A former BBC News boss has claimed she was driven out of the top job by trans activists.

Fran Unsworth, the director of BBC News from 2018 to 2022, said she had been bullied out of the role by gender ideologues employed by the corporation.

Speaking for the first time since leaving the BBC, Ms Unsworth said: “I would actually say it drove me out, just dealing with the progressive editorial issues and the bullying around them all. It was incredibly difficult.”

In an interview with her former colleague Rob Burley, published by UnHerd, Ms Unsworth said BBC News had become “increasingly unmanageable” during her tenure….

Ms Unsworth suggested that programme editors had avoided critical reporting on trans issues for fear of being attacked by their own colleagues. 
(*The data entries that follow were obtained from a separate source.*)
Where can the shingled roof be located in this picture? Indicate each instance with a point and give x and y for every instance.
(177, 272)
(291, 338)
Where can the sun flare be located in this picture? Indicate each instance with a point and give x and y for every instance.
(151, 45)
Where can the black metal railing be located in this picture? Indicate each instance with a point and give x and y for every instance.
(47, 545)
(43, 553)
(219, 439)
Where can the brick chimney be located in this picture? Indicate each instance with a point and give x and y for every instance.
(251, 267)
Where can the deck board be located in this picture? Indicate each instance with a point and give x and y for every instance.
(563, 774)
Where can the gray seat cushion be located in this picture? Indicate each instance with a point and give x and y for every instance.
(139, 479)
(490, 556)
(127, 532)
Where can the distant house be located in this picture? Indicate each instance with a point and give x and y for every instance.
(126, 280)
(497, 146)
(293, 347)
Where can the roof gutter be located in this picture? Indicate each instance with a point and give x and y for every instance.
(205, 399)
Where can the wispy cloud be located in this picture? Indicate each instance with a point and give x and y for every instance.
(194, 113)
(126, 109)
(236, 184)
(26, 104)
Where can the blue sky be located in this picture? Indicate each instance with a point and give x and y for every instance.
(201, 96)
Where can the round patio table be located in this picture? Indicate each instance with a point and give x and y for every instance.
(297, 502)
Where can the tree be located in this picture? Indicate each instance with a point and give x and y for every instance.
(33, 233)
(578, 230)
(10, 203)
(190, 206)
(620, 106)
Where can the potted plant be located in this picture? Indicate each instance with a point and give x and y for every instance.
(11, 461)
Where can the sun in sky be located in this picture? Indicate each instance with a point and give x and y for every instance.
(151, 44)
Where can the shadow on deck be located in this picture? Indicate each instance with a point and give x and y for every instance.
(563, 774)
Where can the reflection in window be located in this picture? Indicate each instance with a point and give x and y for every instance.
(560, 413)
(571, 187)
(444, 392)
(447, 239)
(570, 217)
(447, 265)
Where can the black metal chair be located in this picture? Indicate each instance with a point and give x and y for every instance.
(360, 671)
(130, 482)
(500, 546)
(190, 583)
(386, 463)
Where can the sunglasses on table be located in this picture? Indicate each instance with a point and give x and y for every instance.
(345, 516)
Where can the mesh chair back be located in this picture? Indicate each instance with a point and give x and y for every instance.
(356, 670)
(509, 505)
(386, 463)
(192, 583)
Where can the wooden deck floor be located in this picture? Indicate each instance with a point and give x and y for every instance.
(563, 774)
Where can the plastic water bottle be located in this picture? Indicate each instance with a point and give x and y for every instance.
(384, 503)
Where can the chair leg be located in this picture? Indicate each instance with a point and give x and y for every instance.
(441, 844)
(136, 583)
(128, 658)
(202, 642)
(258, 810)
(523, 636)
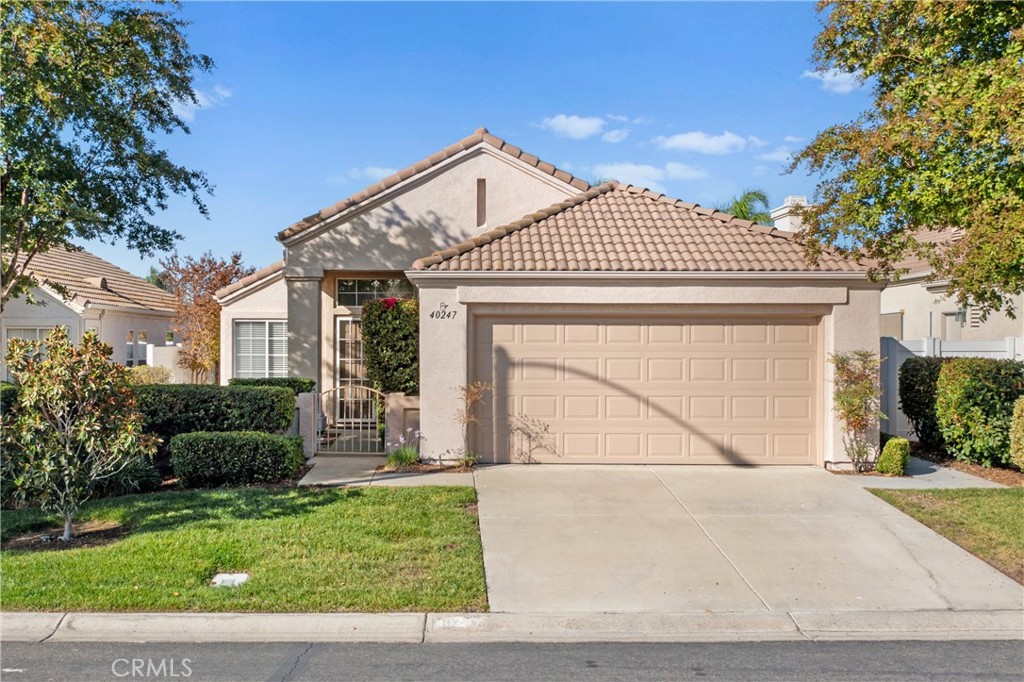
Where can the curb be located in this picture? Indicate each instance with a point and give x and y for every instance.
(450, 628)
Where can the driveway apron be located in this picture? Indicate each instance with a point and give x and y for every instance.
(694, 539)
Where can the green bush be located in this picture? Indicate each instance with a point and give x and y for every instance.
(207, 459)
(918, 379)
(175, 409)
(295, 384)
(894, 458)
(1017, 434)
(975, 405)
(391, 344)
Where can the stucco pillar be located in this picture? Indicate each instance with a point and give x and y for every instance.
(854, 326)
(303, 322)
(443, 369)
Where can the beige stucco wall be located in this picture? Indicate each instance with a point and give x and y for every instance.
(430, 211)
(920, 306)
(112, 325)
(849, 312)
(267, 300)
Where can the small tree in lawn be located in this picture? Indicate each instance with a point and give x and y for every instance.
(194, 283)
(857, 398)
(76, 422)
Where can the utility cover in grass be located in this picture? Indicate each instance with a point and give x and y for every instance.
(228, 580)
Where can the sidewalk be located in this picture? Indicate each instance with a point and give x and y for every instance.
(435, 628)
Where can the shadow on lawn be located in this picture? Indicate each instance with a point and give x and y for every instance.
(165, 511)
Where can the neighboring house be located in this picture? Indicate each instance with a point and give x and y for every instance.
(127, 311)
(615, 324)
(916, 307)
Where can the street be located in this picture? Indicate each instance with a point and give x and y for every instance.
(905, 662)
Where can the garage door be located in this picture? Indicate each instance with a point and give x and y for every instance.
(648, 390)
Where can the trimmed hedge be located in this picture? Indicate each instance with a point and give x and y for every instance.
(918, 379)
(1017, 434)
(895, 456)
(206, 459)
(975, 406)
(391, 344)
(295, 384)
(173, 409)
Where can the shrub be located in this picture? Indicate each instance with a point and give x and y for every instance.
(76, 421)
(148, 374)
(296, 384)
(857, 395)
(208, 459)
(176, 409)
(1017, 434)
(975, 403)
(391, 344)
(918, 379)
(402, 457)
(894, 458)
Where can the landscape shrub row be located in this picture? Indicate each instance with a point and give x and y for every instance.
(295, 384)
(209, 459)
(963, 405)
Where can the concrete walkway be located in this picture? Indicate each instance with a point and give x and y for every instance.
(355, 471)
(715, 540)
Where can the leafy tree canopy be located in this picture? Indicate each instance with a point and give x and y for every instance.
(85, 89)
(942, 146)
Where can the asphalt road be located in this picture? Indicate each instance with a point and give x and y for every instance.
(905, 662)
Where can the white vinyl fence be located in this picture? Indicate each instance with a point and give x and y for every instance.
(895, 351)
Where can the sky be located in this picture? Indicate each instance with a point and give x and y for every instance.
(310, 102)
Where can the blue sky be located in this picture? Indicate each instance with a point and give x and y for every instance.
(309, 102)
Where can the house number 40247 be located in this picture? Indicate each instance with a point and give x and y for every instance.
(443, 312)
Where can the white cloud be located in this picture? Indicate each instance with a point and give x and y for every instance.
(779, 155)
(701, 142)
(647, 175)
(204, 99)
(573, 127)
(616, 135)
(365, 174)
(835, 80)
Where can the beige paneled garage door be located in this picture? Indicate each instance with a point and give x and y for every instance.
(626, 390)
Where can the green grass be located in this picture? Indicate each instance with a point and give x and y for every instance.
(414, 549)
(987, 522)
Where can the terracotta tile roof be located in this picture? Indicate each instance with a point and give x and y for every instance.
(251, 280)
(481, 135)
(89, 279)
(615, 227)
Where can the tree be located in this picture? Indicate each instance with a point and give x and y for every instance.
(194, 282)
(87, 88)
(941, 147)
(752, 205)
(75, 423)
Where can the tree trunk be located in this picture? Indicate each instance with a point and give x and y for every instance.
(68, 535)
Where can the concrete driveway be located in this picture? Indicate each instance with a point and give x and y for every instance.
(662, 539)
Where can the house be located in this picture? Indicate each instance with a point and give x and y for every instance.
(615, 324)
(128, 312)
(915, 307)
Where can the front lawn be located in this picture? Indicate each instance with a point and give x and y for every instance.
(413, 549)
(987, 522)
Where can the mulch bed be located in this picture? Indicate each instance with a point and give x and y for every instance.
(1009, 477)
(88, 534)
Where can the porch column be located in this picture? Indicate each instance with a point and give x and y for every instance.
(304, 322)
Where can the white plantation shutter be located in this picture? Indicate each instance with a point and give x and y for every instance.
(260, 348)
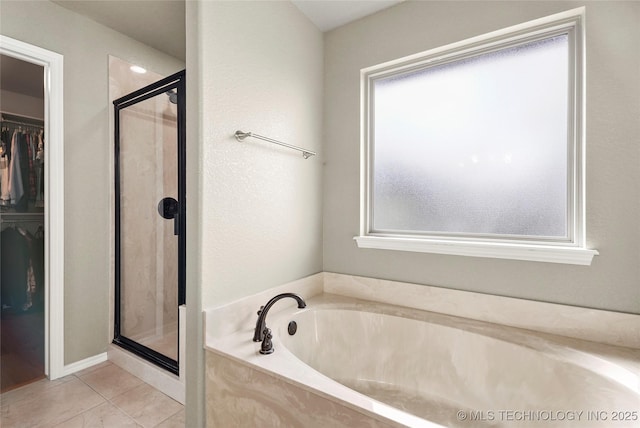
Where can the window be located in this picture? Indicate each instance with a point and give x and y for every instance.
(477, 148)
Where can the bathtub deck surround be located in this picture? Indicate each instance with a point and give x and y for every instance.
(468, 365)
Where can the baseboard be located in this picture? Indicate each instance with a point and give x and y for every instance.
(83, 364)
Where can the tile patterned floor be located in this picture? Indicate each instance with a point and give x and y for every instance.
(101, 396)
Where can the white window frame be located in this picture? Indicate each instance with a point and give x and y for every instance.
(570, 250)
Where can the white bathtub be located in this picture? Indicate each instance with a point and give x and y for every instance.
(357, 363)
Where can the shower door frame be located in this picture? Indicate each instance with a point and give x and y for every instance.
(175, 81)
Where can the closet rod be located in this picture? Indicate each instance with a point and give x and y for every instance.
(242, 135)
(21, 120)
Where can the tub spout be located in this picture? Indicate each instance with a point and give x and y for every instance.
(258, 334)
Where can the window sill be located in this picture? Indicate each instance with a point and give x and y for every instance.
(530, 252)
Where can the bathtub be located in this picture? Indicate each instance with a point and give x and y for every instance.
(356, 363)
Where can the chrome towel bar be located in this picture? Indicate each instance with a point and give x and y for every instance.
(240, 136)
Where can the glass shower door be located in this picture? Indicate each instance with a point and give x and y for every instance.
(150, 214)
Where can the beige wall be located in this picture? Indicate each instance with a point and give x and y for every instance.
(261, 68)
(613, 152)
(88, 154)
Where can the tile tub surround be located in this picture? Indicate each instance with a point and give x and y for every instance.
(291, 372)
(613, 328)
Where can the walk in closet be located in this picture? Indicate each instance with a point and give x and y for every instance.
(22, 234)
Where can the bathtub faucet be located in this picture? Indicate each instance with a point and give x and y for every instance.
(261, 334)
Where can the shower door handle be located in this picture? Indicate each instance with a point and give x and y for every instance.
(169, 208)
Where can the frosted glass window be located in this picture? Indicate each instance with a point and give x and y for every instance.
(475, 146)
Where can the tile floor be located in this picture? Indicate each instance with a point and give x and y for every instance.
(101, 396)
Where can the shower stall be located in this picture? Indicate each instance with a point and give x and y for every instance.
(150, 213)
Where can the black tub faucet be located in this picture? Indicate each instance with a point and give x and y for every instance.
(262, 333)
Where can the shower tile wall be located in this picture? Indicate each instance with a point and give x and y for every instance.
(150, 280)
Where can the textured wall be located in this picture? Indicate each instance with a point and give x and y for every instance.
(88, 149)
(261, 71)
(613, 153)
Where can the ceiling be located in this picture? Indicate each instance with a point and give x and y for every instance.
(327, 15)
(161, 23)
(156, 23)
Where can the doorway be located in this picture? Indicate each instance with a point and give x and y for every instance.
(42, 215)
(150, 214)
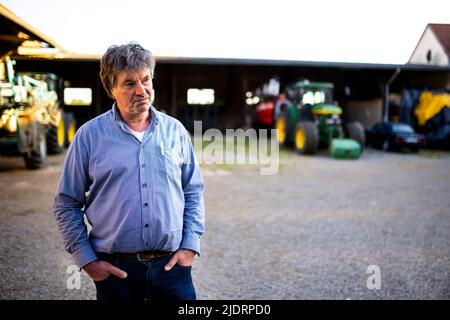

She claimed that news reporters came under an “awful lot of pressure” from “other parts of the BBC if they felt that the editorial direction of the story was not supporting their particular point of view on it”.

She said “maintaining impartiality became quite difficult” for the news division, given pressure from BBC staff in drama and entertainment to adopt what she described as a “mono perspective” on trans issues.

However, problems with the BBC’s coverage of trans issues continued after Ms Unsworth’s departure.

Last year, The Telegraph published a leaked memo from Michael Prescott, the corporation’s editorial standards adviser, in which he claimed its trans coverage had been subject to “effective censorship” by specialist LGBT reporters.

Now, as Matt Brittin, the former Google executive, prepares to take up the post of director general next week, Ms Unsworth has sought to explain her own record on the issue.

She said the BBC’s problems at the time had reflected the “progressive madness” engulfing other institutions.

“This wasn’t something that just affected the BBC,” she said. “The world went mad, and the BBC, because it is part of the world, went a bit mad with it. This was going on in every institution in society; there was a kind of national bullying going on.”

A reasonable point perhaps, but no organisation should have been more clear about the need for impartiality than the BBC, given their importance within the UK’s media landscape, and their tax-funded status. But they failed, miserably.